Ruthenium was the last of the platinum-group metals to be discovered. Its story begins in the early 19th century when chemists investigating platinum ores found unexpected residues. In 1808, Polish chemist Józef Sniadecki thought he had discovered a new metal in platinum-bearing materials from Brazil, calling it “vestium,” but he later withdrew his claim. He was followed in 1828 by the German chemist Gottfried Osann, who, working with platinum ore from Russia’s Ural Mountains, reported three new elements: “pluranium,” “polinium,” and “ruthenium.” It turned out only ruthenium was real; the others were spurious. The name “ruthenium” comes from Ruthenia, the Latin word for Russia, honoring the ore’s geographic source

The credit for isolating pure Ruthenium goes to Russian chemist Karl Ernst Claus in 1844 (sometimes given as Karl Karlovich Klaus). He independently analyzed the Ural platinum ores, identified an unrecognized metal, and provided a clear description of ruthenium metal. He chose to retain Osann’s name “ruthenium” for the new element. Claus showed that Ruthenium had distinct chemistry and obtained it as a violet chloride before reducing it to metallic ruthenium.
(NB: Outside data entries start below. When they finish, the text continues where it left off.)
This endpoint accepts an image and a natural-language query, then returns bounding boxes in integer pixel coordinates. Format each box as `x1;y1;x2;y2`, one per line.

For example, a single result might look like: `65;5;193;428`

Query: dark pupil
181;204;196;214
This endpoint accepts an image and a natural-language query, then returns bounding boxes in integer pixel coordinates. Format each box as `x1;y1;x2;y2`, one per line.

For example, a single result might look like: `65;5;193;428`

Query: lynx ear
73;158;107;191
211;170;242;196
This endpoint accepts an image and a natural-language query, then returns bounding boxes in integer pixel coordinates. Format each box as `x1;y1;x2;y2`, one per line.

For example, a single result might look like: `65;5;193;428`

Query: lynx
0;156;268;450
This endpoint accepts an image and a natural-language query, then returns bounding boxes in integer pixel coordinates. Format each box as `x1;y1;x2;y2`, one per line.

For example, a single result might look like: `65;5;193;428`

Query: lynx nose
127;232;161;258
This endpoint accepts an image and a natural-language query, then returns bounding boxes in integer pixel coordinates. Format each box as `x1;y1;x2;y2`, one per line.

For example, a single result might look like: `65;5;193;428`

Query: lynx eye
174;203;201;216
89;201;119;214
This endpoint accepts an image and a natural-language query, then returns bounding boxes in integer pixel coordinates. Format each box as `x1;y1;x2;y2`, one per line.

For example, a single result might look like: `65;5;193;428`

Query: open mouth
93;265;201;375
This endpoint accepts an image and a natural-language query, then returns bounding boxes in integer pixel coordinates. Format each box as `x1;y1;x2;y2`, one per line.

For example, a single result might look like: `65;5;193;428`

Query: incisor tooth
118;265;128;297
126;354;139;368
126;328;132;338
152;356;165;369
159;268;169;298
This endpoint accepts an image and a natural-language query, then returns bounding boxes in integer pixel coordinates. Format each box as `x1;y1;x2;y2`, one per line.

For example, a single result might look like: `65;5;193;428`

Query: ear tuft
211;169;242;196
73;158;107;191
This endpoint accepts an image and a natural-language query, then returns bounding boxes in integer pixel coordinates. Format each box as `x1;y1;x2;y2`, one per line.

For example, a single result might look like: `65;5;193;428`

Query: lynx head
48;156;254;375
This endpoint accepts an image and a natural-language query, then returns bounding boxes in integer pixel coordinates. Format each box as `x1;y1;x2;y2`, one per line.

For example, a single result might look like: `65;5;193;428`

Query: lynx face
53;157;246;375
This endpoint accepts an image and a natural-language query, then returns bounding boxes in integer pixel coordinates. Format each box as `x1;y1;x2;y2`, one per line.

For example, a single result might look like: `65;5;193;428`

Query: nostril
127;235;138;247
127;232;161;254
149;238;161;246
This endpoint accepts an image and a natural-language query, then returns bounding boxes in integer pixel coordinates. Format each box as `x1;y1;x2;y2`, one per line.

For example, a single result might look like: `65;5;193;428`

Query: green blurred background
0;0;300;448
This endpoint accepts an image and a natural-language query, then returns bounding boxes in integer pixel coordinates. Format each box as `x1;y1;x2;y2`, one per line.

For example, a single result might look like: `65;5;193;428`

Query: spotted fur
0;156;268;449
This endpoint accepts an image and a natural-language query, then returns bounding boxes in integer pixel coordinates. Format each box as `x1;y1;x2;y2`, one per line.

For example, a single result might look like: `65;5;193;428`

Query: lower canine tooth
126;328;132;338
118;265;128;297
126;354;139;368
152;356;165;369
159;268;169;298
Since its discovery, ruthenium has seen slow but steady integration into technology. Initially, its rarity limited use, and it was mostly a laboratory curiosity. In the early 20th century, the refinement of nickel and platinum ores (especially electrorefining) made ruthenium available in larger quantities. In 1927 the first electrochemical uses of RuO₂ were patented for chlorine production. In the 1940s–50s, platinum–ruthenium alloys began to appear in industry (for spark plugs, laboratory crucibles, and some chemical reactors) to exploit Ru’s hardness and toughness. The semiconductor era brought ruthenium as a thin-film material for resistors and contacts.

The historical significance of ruthenium is tied to its role as a connector between discovery and modern applications: it was discovered at a time of active element hunting, and later found niche uses in catalysts and electronics. Its name is a reminder of scientific cooperation across borders (Polish and Russian chemists in its story) as well as a legacy of 19th-century mineralogy (“Ruthenian metal”). Today, ruthenium remains a notable example of how even very rare elements can become technologically important.